On 2/2/2015 8:23 PM, Fran Guidry wrote:
This certainly doesn't match my experience. If I use matched or
similarly sensitive mics and matched gain settings the S signal
is_much_ lower than the M signal and if this were not the case I
would start looking for my error.


Of course that makes sense since they're pointed so that the null is
toward what you're trying to record. However, I usually adjust the
preamp gain so that I get a good level out of the preamp and then adjust
the mid and +/- side mix for the stereo spread that I want.


Agreed, and sensible advice. A reasonable start is with the applied M and S
channel gains of the preamp/recorder at ca. 1:1 (after due allowance for any
sensitivity differences between M and S mics), then tweak it in real time from
there.

If, instead, you fixated on setting the channel gains purely to ensure that the
recorded signals on the meters flux at equal levels for M and S, you would
almost always be recording with too much S. (Some people do hang on to recording
with M and S both maximized, though, on the dubious rationale that it still
contributes a little to a better S/N ratio or cleaner AD conversion.)

I find it's important to home in fairly close to an optimum M:S ratio in real
time before the concert starts, for only then are you able to properly address
that other important parameter: direct to reverberant ratio.

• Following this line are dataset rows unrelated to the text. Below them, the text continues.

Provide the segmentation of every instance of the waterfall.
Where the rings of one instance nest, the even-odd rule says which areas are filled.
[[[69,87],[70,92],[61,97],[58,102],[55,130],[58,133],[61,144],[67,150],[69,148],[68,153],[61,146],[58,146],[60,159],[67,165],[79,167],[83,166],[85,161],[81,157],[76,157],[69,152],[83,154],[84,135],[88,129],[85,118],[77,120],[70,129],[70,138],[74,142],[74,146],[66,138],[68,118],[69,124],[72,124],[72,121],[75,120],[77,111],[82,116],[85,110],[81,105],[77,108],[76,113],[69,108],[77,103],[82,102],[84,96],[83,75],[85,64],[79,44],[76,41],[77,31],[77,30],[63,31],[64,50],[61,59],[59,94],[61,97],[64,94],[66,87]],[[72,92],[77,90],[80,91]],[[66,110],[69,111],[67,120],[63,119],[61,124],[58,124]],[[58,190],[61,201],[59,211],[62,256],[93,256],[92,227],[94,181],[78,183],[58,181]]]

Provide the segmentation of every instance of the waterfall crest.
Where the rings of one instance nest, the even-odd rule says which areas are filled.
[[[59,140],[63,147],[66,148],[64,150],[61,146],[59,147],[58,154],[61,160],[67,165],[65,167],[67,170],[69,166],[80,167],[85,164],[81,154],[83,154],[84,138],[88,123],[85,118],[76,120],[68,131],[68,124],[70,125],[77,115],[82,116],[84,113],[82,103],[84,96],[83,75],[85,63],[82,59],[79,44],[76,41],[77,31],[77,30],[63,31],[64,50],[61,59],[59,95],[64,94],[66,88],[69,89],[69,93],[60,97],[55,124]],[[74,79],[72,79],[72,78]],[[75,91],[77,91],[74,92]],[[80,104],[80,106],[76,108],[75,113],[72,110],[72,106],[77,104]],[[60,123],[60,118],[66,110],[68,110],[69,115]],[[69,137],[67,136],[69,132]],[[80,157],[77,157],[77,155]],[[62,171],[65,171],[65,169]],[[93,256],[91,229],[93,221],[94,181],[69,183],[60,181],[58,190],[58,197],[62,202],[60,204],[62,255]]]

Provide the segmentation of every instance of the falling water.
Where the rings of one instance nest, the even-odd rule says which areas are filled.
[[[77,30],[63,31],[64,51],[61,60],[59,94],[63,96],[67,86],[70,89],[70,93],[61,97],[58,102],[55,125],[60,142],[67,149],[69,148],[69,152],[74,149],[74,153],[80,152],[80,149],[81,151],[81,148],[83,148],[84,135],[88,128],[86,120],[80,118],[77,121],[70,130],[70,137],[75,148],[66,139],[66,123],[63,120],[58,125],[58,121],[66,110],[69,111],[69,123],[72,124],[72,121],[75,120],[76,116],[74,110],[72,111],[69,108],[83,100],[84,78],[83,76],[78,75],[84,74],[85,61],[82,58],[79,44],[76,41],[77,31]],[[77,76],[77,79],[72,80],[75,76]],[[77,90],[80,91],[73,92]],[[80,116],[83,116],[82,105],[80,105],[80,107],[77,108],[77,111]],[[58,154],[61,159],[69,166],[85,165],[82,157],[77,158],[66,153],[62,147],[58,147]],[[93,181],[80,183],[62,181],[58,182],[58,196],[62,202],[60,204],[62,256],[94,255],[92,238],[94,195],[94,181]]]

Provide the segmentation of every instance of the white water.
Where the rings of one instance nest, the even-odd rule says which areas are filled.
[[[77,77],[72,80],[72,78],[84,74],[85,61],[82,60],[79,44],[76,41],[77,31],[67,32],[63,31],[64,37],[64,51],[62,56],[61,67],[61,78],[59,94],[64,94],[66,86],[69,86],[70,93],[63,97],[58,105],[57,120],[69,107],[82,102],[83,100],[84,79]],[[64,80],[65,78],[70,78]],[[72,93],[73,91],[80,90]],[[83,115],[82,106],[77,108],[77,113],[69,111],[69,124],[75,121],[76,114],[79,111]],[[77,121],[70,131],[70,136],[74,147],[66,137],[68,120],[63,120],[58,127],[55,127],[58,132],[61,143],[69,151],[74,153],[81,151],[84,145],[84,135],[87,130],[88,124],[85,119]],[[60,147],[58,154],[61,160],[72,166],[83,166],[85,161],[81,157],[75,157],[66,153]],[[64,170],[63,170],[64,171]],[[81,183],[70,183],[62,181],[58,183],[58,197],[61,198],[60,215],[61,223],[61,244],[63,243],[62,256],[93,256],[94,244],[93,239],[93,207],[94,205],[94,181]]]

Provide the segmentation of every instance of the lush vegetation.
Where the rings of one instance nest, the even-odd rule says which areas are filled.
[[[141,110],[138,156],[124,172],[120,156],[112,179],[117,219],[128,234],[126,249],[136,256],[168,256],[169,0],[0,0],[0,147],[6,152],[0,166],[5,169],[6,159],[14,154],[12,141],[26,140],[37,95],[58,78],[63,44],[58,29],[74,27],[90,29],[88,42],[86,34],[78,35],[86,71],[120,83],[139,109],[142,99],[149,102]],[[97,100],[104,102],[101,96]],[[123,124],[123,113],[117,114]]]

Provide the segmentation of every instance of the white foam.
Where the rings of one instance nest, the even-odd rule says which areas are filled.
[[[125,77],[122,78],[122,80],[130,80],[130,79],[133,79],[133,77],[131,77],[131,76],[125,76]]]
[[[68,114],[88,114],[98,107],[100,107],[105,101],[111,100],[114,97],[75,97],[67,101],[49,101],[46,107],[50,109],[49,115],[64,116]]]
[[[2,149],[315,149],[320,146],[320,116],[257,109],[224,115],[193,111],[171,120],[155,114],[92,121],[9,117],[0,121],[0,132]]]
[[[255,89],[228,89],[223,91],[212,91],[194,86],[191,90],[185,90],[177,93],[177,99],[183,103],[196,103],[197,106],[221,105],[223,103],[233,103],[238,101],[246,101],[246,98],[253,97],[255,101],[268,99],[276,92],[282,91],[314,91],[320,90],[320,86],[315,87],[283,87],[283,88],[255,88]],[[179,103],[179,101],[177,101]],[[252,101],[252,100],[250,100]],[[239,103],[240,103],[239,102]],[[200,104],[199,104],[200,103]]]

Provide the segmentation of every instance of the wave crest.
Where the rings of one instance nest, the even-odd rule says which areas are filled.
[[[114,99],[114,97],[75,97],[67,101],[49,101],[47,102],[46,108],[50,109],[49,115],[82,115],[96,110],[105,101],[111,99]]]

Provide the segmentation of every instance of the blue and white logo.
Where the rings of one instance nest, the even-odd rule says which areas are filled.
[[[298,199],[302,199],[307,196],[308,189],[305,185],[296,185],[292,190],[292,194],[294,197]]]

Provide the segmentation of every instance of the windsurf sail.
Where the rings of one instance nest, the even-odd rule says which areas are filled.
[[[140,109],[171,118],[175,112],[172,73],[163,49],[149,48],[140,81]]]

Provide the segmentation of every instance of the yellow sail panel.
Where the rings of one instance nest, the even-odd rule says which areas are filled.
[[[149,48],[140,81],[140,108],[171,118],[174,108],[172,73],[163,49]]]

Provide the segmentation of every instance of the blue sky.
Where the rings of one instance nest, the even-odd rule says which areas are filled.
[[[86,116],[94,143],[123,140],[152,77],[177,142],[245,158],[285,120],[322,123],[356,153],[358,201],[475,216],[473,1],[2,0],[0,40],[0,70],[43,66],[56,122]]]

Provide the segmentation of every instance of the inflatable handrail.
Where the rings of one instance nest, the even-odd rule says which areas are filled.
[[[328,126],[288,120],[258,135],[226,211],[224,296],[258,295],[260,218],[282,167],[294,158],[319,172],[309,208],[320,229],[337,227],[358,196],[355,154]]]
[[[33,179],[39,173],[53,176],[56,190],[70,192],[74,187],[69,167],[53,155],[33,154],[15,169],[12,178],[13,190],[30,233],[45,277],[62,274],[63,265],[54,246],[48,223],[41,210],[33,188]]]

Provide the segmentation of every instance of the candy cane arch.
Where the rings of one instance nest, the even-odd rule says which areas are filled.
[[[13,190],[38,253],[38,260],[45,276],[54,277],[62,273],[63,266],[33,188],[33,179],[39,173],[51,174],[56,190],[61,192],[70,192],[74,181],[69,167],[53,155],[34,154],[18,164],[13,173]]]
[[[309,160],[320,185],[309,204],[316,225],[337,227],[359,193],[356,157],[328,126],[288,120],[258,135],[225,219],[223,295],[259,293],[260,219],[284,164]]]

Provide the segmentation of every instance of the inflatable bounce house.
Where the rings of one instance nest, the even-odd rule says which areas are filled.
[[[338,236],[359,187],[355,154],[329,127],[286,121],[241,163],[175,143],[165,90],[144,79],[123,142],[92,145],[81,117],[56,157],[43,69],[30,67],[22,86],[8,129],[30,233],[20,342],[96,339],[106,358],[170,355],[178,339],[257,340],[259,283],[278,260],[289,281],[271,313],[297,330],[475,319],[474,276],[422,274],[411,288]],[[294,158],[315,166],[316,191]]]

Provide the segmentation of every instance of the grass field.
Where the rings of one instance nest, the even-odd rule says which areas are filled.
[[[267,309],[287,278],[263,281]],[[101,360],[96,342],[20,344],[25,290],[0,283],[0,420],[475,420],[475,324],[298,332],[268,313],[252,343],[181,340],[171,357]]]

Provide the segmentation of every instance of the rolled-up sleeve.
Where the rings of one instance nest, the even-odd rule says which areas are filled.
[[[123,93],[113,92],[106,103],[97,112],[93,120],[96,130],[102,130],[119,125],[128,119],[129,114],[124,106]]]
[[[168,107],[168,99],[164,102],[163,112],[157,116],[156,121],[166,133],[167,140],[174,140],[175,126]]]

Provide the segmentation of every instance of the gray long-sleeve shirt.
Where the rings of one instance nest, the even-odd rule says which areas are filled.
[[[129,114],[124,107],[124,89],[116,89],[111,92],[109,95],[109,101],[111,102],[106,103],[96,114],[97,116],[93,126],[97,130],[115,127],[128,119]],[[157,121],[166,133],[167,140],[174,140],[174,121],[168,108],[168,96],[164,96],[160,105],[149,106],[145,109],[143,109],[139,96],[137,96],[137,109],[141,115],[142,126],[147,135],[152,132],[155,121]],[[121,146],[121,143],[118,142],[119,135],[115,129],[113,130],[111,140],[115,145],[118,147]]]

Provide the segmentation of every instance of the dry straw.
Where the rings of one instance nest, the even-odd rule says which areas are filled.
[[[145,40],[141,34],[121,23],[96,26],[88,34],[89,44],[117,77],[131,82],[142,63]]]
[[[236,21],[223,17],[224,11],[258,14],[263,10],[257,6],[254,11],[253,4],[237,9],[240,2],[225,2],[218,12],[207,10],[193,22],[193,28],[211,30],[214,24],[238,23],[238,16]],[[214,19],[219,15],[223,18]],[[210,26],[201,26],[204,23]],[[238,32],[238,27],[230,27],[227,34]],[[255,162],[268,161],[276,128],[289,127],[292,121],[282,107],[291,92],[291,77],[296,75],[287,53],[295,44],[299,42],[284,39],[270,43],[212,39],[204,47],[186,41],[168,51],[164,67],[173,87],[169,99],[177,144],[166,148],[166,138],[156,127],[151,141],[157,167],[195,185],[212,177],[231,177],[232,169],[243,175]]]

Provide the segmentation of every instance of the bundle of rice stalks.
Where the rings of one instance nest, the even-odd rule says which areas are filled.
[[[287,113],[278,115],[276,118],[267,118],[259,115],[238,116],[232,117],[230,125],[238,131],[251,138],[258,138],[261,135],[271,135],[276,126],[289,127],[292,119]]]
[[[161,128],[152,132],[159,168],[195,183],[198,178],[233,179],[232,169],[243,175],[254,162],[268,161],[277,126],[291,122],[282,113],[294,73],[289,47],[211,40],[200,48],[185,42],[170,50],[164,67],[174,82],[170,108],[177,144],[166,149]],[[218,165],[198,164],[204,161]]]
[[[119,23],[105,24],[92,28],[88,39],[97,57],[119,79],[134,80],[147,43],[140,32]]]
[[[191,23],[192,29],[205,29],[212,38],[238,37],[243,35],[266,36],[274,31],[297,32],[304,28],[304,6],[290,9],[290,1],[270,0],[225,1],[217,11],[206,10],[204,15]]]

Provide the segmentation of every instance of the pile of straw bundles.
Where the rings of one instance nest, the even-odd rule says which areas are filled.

Image width and direct/reverberant ratio are alas not independent variables - if
you widen the image by increasing the S to M ratio you always get a concomitant
increase in the reverberant to direct ratio. So it pays to strive to nail the
direct/reverberant balance at concert time, by adjusting the stand placement
distance and height.

In post in a DAW, one can always adjust the M to S ratio...but no DAW
post-processing can ever re-adjust the stand position.